Check out these 10 tips to help get the best sleep possible:
- Keep to Regular Sleep Schedule: Try to go to bed at the same time every night and wake up at the same time every morning, every day of the week (even on vacation)
- Plan Accordingly: Set a bedtime that is early enough for you to get at least 7 hours of sleep
- Avoid Daytime Naps: Naps can disturb the normal pattern of sleep and wakefulness and can make it harder to fall asleep at bedtime
- Don’t Lay in Bed Awake for More than 10 Minutes: If you find your mind racing, get out of bed and sit in a chair in the dark. Let your mind race in the chair until you become sleepy and then return to bed. No TV or Internet either!
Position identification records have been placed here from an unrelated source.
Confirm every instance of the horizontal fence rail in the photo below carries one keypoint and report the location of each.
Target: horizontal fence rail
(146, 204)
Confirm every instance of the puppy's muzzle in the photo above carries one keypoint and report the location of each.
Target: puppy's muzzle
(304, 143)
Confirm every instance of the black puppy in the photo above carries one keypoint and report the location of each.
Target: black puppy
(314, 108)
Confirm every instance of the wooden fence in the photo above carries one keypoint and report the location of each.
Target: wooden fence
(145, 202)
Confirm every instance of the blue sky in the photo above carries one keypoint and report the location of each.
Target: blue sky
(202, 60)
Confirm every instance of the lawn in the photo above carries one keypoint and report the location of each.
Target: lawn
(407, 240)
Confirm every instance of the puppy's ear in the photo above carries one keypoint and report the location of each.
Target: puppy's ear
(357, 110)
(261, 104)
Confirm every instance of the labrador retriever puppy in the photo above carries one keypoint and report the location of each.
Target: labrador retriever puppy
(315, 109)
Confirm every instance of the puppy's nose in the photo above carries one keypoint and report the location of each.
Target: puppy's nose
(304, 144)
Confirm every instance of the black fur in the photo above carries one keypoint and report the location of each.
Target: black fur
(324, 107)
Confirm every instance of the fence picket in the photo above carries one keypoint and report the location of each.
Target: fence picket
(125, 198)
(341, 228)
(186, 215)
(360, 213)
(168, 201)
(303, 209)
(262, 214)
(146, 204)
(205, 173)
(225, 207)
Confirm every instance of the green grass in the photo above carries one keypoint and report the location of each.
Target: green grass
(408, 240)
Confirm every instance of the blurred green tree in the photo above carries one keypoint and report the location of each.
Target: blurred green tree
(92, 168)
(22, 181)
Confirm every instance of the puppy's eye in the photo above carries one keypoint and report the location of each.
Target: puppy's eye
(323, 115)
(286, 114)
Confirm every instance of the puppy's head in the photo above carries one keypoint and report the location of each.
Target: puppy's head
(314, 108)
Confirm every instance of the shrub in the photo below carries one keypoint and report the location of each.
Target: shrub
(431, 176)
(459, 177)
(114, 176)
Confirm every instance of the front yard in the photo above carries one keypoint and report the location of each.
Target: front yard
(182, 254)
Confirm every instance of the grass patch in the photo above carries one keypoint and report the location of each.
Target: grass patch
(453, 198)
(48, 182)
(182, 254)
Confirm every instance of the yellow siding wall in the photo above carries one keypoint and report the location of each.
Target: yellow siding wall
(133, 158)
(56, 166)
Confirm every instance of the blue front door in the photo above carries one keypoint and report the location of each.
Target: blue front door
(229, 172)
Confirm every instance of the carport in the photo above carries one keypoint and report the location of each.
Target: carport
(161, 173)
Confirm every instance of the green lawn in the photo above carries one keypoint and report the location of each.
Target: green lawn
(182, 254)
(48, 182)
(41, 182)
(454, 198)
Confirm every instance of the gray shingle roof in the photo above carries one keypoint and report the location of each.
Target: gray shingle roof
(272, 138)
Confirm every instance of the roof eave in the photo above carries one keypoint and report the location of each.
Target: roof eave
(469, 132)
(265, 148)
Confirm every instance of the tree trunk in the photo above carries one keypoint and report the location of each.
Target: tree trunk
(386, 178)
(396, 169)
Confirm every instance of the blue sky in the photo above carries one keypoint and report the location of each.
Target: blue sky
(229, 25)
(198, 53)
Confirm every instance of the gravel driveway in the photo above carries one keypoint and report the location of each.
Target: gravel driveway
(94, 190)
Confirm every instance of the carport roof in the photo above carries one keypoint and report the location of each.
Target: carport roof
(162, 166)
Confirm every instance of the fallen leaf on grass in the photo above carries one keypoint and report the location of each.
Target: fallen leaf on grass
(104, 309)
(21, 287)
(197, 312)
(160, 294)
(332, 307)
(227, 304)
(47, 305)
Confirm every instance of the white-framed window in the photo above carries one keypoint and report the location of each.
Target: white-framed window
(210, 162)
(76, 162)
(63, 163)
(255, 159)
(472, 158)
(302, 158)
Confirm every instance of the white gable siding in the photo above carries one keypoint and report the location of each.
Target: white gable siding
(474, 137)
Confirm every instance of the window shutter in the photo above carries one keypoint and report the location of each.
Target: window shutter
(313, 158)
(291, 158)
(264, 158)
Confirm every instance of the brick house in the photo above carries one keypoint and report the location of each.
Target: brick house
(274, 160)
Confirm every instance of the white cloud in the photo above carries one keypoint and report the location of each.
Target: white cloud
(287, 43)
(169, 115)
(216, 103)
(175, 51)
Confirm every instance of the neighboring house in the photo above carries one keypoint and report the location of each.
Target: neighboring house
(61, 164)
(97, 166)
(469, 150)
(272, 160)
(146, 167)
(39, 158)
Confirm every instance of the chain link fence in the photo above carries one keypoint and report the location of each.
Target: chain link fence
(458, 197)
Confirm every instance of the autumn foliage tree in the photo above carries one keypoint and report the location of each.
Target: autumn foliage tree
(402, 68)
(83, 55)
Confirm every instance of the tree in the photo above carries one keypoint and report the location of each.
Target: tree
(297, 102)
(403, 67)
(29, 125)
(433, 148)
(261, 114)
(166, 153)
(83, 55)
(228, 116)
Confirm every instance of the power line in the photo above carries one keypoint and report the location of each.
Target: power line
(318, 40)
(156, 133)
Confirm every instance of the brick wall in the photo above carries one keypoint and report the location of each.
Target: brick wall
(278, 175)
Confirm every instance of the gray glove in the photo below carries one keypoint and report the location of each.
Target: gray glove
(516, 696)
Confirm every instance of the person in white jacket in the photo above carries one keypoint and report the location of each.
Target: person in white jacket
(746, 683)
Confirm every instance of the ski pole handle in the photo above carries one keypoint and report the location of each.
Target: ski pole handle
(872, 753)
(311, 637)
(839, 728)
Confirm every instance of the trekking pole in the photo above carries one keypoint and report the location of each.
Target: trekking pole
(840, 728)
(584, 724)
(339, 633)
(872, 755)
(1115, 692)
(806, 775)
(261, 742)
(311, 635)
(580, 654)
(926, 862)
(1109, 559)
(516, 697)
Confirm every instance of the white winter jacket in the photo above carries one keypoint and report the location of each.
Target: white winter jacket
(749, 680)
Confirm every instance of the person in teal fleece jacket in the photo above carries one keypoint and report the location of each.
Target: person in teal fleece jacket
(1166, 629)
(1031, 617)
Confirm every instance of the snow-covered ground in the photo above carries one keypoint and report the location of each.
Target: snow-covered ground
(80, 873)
- Don’t Watch TV or Read in Bed: When you watch TV or read in bed, you associate your bed with wakefulness which may make it harder to fall asleep
- Avoid Stimulants Too Close to Bedtime: Things like caffeine, nicotine, and alcohol can last several hours after ingestion and make it hard to fall asleep. Remember that soda, coffee, and some teas contain caffeine.
- Exercise Regularly: Evidence suggests regular exercise promotes sleep but try to avoid rigorous workouts before bedtime; it circulates endorphins into the body which may mean difficulty falling asleep
- Have a Quiet and Comfortable Bedroom: Keep the room cool and dark to promote a restful and rejuvenating sleep
- Practice a Relaxing Pre-Bedtime Routine: A warm bath or shower, listening to soft music, meditation, or quiet time may help to relax before heading to bed
- Over-the-Counter Sleep Aids Are Not a Magic Cure: Although okay for a temporary relief of insomnia, over-the-counter sleep aids should not be used every night without first talking to your doctor or Gatti Pharmacist.
- Diphenhydramine (Benadryl, Unisom Sleep Gels, others), a sedating antihistamine, may cause daytime drowsiness, dry mouth, blurred vision, and trouble going to the bathroom. This medicine is not recommended in people who have closed angle glaucoma, asthma, COPD, sleep apnea, liver disease, women who are pregnant or breastfeeding, or people over age 65.
- Melatonin is a natural hormone made by your body to help manage your sleep and wake cycles. Melatonin supplements are sometimes used for jet lag or insomnia. In most cases, melatonin supplements are safe in low doses for short-term use; however, it is not recommended in children, pregnant or breastfeeding women, or individuals over 65 without first consulting a doctor. Melatonin usually works best when taken 30-60 minutes before bedtime.
Tune in to these Phone Apps: Although it’s recommended to unplug from your phone while trying to sleep, you can make the most of your gadget by using these FREE sleep related and relaxing Apps for iOs and Android devices: Relax & Sleep Well by Glenn Harrold, Sleepbot, and Breathe2Relax.